The final 10% is based upon why kinds of credit you have. It can be beneficial to have several different types of credit, such as revolving credit lines and installment loans.

Credit scores are used to compare the credit worthiness of consumers to others with similar circumstances. Each of the "Big Three" credit bureaus offer an unique credit score, but they are all modeled after the Fair Issac system of scoring. Experian uses the Experian/Fair Issac RISK system, TransUnion utilizes the FICO Risk Score System, and Equifax makes use of the BEACON system. Some lenders do use their own custom scoring systems and these often include additional factors such as yearly income and employment history.

Just how important is my credit score, and how will it affect my interest rates? What else is influenced by credit scores?

Credit scores will often have a direct correlation to the interest rate consumers are charged. The end result is that it influences how much you pay every month for your car loan or home mortgage. A poor credit score can lead to paying several thousand dollars more over the course of a loan than someone with a lower score. As your credit score goes lower you are seen as a higher risk. This will cause the lender to charge a higher interest rate to help mitigate some of their risk, thus increasing your total monthly payments. The inverse is also true; the higher your credit score is, the lower your interest rate and monthly payment will be.

Keep in mind that while your credit score has a great impact, other considerations also influence the interest rate charged for loans. Examples include what exactly you are using the loan to purchase, the amount of initial equity that you are providing, and how much you are borrowing.

Banks and other lenders are not the only businesses that make use of credit scores. Landlords, merchants, insurance companies, and even employers are interested in it as well. It is a controversial subject as to why an insurance company would base premiums on someone's credit score. It is hard to believe that driving history and credit scores would have a high correlation, but insurers believe that credit scores can be useful in determining how likely to file a claim someone is. Their point of view is that the lower a persons credit score is, the more likely they are to file a claim. Insurers do not use the scoring system that creditors use though, their system is unique and is referred to as an insurance score.

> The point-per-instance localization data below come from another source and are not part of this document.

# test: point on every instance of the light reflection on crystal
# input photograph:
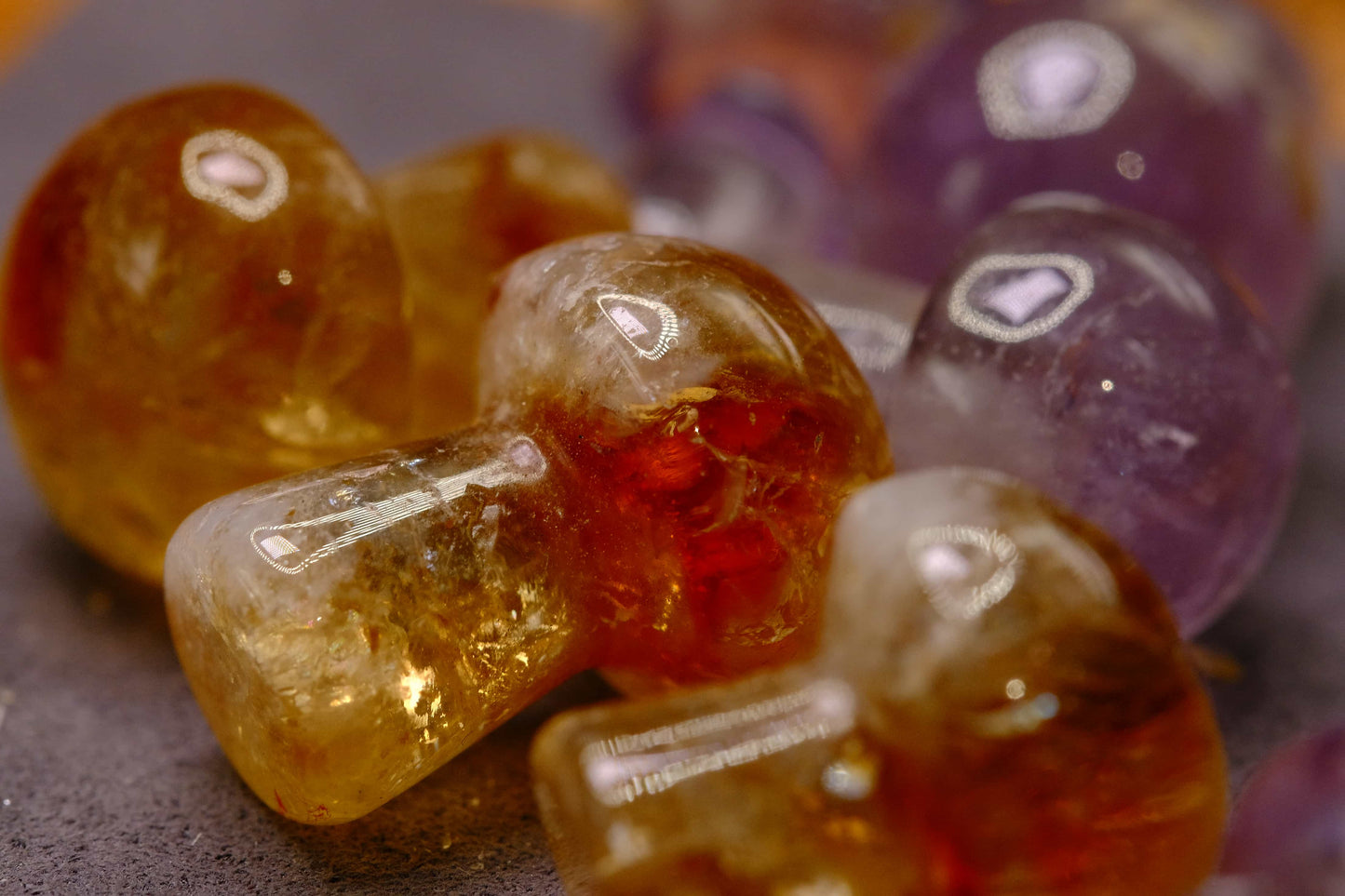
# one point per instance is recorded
(218, 166)
(1055, 80)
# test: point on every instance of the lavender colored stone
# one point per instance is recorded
(872, 314)
(1097, 355)
(740, 172)
(1287, 832)
(1190, 111)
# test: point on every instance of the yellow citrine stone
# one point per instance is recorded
(201, 293)
(459, 218)
(1001, 703)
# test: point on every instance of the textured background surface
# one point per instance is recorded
(109, 779)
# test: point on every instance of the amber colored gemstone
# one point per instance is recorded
(1001, 703)
(199, 295)
(462, 216)
(666, 435)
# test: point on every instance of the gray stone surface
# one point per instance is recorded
(109, 779)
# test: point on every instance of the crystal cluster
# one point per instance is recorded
(1191, 112)
(462, 216)
(1001, 705)
(666, 434)
(753, 111)
(1287, 833)
(199, 295)
(1099, 356)
(205, 291)
(884, 133)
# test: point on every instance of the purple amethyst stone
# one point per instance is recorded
(1190, 111)
(1097, 355)
(1287, 830)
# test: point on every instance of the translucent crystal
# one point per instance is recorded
(1099, 355)
(665, 437)
(1287, 832)
(462, 216)
(1193, 112)
(199, 295)
(1001, 705)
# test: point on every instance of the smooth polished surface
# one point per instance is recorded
(1191, 112)
(667, 432)
(124, 787)
(199, 295)
(1287, 833)
(751, 114)
(1001, 703)
(1099, 355)
(462, 216)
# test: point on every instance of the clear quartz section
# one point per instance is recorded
(1001, 703)
(667, 432)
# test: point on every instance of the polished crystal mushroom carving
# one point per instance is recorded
(1102, 358)
(1194, 112)
(199, 295)
(1001, 705)
(666, 432)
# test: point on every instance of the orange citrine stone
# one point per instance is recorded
(205, 292)
(1001, 703)
(666, 432)
(199, 295)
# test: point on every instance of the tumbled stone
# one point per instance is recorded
(1099, 356)
(1191, 112)
(1287, 832)
(1317, 27)
(462, 216)
(1001, 705)
(666, 434)
(199, 295)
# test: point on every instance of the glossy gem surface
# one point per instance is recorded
(1001, 705)
(1287, 830)
(1191, 112)
(1099, 356)
(199, 295)
(666, 435)
(462, 216)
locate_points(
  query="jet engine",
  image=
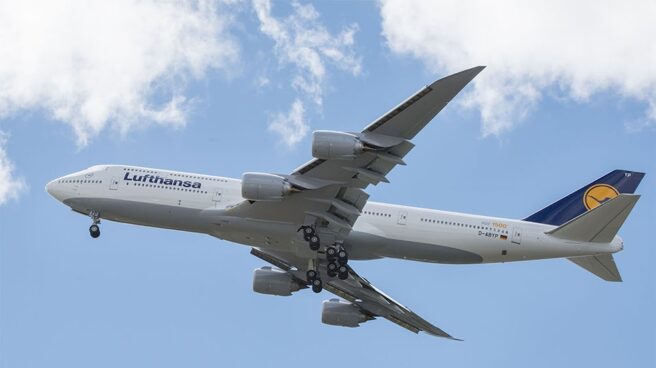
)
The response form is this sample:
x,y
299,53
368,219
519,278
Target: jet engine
x,y
328,144
272,281
264,187
342,313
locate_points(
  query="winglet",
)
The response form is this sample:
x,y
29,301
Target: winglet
x,y
599,225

Using credit history as a basis for determining insurance rates is being scrutinized closely. In many states laws are being enacted that limit this practice. Some states prohibit insurers from making decisions based solely on credit history. Other states are requiring that if an insurance company decides to change a policy in a way that negatively effects a customer, the customer must be informed as to the reason for the change.

Another controversial practice that is upsetting to consumers is credit card policies concerning universal default. While your credit score helps to determine the interest rate you are charged, credit card rates can be changed at will. Even if you have always paid your bill on time for a specific card, defaulting on an unrelated loan can lead to the interest rates on that card increasing dramatically.

Hopefully you now see just how important credit scores really are. Checking your credit score, and looking for ways to make it better is a wise use of time and can save you great deal of money.